1967年、アトランティック移籍後の最初の録音で取り組んだ「I Never Loved a Man (The Way I Love You)」には、演奏がなかなかまとまらなかったという話が残っています。
場所はアラバマ州のマッスル・ショールズ。腕の立つ演奏家が集まっていたのに、求める音楽にならない。
ところがアレサ自身がピアノに座って弾くと、急にうまく進み始めたといいます。本人も、自分で自分の歌を伴奏する方法は、ほかのピアニストとは違うのだと説明しています。
この録音では、完成した譜面を全員に配って、その通りに演奏する方法を取っていませんでした。
プロデューサーのジェリー・ウェクスラーによれば、和音を出発点に、演奏家たちと曲の形を作っていったのです。そんな作り方なら、歌手自身の弾くピアノも、周りの演奏を決める手がかりになります。自分が歌いやすい伴奏を実際に弾き、ほかの演奏家もそれを聴きながら合わせていけるからです。

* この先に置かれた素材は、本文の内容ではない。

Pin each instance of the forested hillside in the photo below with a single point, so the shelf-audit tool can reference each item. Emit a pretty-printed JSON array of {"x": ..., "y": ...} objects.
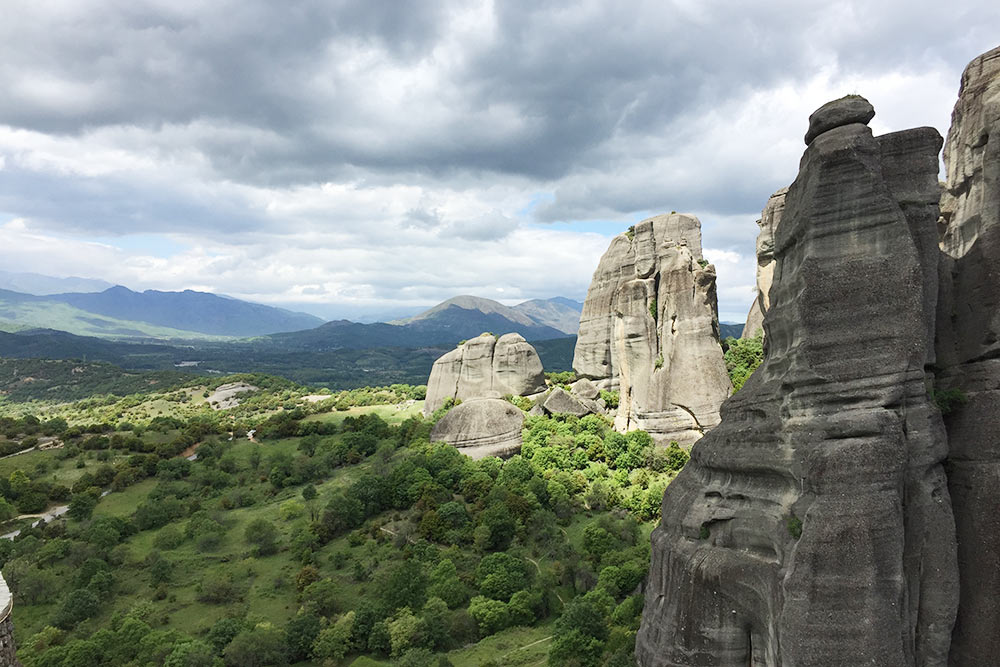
[{"x": 337, "y": 535}]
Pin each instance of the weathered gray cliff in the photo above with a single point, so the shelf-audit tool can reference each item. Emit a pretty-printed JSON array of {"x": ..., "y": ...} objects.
[
  {"x": 969, "y": 353},
  {"x": 770, "y": 218},
  {"x": 8, "y": 647},
  {"x": 485, "y": 366},
  {"x": 650, "y": 322},
  {"x": 813, "y": 526},
  {"x": 482, "y": 427}
]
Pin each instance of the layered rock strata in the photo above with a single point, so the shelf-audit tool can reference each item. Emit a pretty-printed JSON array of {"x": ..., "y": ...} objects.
[
  {"x": 481, "y": 427},
  {"x": 969, "y": 353},
  {"x": 485, "y": 366},
  {"x": 770, "y": 218},
  {"x": 650, "y": 322},
  {"x": 813, "y": 527}
]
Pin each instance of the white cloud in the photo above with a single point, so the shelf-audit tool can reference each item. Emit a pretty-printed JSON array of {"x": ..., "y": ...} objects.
[{"x": 359, "y": 154}]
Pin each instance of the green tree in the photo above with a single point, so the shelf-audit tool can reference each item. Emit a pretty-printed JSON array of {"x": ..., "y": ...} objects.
[
  {"x": 262, "y": 536},
  {"x": 579, "y": 634},
  {"x": 192, "y": 653},
  {"x": 334, "y": 641},
  {"x": 402, "y": 585},
  {"x": 262, "y": 646},
  {"x": 79, "y": 605},
  {"x": 500, "y": 575},
  {"x": 445, "y": 584},
  {"x": 300, "y": 634},
  {"x": 491, "y": 616},
  {"x": 323, "y": 594}
]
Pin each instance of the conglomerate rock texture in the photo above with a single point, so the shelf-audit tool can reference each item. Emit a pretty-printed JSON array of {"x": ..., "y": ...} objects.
[
  {"x": 813, "y": 526},
  {"x": 485, "y": 367},
  {"x": 650, "y": 321},
  {"x": 770, "y": 218},
  {"x": 482, "y": 427},
  {"x": 969, "y": 353}
]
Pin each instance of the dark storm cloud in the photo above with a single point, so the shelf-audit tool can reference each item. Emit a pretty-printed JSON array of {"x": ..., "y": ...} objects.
[
  {"x": 578, "y": 83},
  {"x": 314, "y": 144}
]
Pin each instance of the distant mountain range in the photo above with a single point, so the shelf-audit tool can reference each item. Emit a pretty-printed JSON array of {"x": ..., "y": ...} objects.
[
  {"x": 118, "y": 312},
  {"x": 39, "y": 285}
]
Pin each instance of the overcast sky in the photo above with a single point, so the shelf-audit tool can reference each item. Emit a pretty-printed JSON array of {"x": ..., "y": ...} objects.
[{"x": 374, "y": 157}]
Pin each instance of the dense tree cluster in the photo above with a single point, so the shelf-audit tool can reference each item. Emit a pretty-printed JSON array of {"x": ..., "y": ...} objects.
[
  {"x": 743, "y": 356},
  {"x": 397, "y": 547}
]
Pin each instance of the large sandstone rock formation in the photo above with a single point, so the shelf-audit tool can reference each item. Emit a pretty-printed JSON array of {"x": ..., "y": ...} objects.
[
  {"x": 650, "y": 321},
  {"x": 813, "y": 527},
  {"x": 482, "y": 427},
  {"x": 485, "y": 366},
  {"x": 969, "y": 353},
  {"x": 770, "y": 218}
]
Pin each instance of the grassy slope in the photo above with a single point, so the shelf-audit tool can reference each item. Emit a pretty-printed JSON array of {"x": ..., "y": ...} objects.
[{"x": 268, "y": 583}]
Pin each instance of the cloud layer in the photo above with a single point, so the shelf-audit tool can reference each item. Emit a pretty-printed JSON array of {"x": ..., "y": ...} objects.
[{"x": 358, "y": 155}]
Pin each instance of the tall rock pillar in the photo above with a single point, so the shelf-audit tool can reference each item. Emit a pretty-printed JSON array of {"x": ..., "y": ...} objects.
[
  {"x": 650, "y": 323},
  {"x": 8, "y": 649},
  {"x": 813, "y": 526},
  {"x": 969, "y": 353}
]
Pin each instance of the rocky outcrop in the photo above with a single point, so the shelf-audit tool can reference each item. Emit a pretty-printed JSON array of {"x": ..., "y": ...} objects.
[
  {"x": 485, "y": 366},
  {"x": 969, "y": 352},
  {"x": 481, "y": 427},
  {"x": 650, "y": 321},
  {"x": 770, "y": 217},
  {"x": 8, "y": 648},
  {"x": 813, "y": 526}
]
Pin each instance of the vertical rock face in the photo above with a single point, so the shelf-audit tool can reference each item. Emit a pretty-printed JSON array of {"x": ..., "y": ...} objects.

それから長い年月がたった2015年、ケネディ・センター名誉賞でキャロル・キングをたたえて歌った「(You Make Me Feel Like) A Natural Woman」でも、アレサはピアノに座りました。
このときも、自分の求める感じを出すために、自分で弾きたかったと語っています。当時は公演でピアノを弾く曲も増やしていました。
あの強い声を持っていても、伴奏は誰が弾いても同じ、とは考えていなかった。
歌い始める前の一音から、自分がどう歌いたいかは始まっている。ピアノを弾くアレサを見ると、歌手としての表現と、演奏家としての判断がつながっていることが分かります。
あの声が生きるように、曲全体を作っていた
「Respect」をアレサの歌にしたのは、あの声を使って、自分の要求をはっきり伝えるための工夫でした。
誰の立場から歌うかを変え、言葉を区切り、コーラスの応答を加える。「I Say a Little Prayer」では、逆にコーラスへ主要な旋律を任せることで、自分の声が自由に動ける場所を作っています。
アレサの歌い方に注目するなら、声が高くなる瞬間だけでなく、そのとき周りで誰が歌い、何を弾いているかも聴いてみたいところです。
一人で何もかも歌い切る力と、ほかの声に任せる判断。その両方を持っていたからこそ、あの声は曲の中でひときわ鮮やかに響くのでしょう。